Kind of a late reply...having been out of touch for a couple years. We have sailed Sports quite a bit over the last ten years. They are certainly stable, under sail, and we have learned to use the "sailing" as a mileage stretcher on big waters. A couple of tips, from our experience:
1. Carry some additional small bungee cords (shock cords) that do not have sharp metal hooks. When the wind gets too big, its nice to drop the rig in the water, roll the sail, tie it up, and put the sail into a paddle holder until you can get to shore or a calmer bay/inlet. You should use additional lines to keep the sail from coming loose while doing this trick, and dont let to much stick out ahead of the boat or you will stick it into waves. As soon as safe, get the sail off, folded and stowed, and the mast back into the paddle holder. When it is going to be a big, wet, and "ugly into waves" to get home, pull the mast apart, wind the shock cords on tightly, and restow on the side.
2. ALWAYS tape the two-piece mast together with black electrical tape before you head out. You do not want the mast to separate while your are busy derigging in the middle of big water. Also, pay strict attention to the batten retaining line....I use a figure eight knot on the end of the tie offs, and a piece of duct tape on really bad days.

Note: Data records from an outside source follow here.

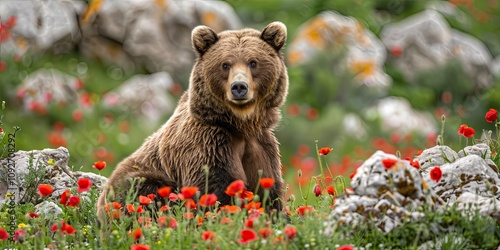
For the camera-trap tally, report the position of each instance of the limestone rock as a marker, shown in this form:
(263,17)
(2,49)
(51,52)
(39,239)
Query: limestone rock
(49,166)
(425,40)
(436,156)
(151,34)
(467,174)
(386,197)
(48,209)
(41,26)
(365,52)
(145,95)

3. We also have a 60" piece of black, Schedule 40, 2.5" ABS plastic pipe. Using flat tie down straps, over the tube, fed down through the rear drain holes, out to the sides, up over the pipe, then back under and up through the hole (repeated on both sides of the kayak with one strap, tensioned in the middle with a shock cord over the pipe)....we connect two Sports as one very stable catamaran. The flat straps are against the bottom/sides of the hull, from the holes outward and up the sides...so there is a little extra drag. We arent going all the fast, anyway. This arrangement lets one person pedal and steer, alternating, or both together, or both sails can be used, or just one. Downwind speed is pretty impressive this way. For some reason, the "catamaran" seems to surf pretty easily off of boat wakes when running under both sails.
The flat gunnels across the back of the Sports are really great for "catamaran" kayaking, and the added stability will really save your overall energy when you get a long way out in the middle of something like Flaming Gorge Reservoir (only a little over 100 miles long, after all). We've used this often, without sails, because it is so relaxing and comfortable and makes for great picnicing on the water!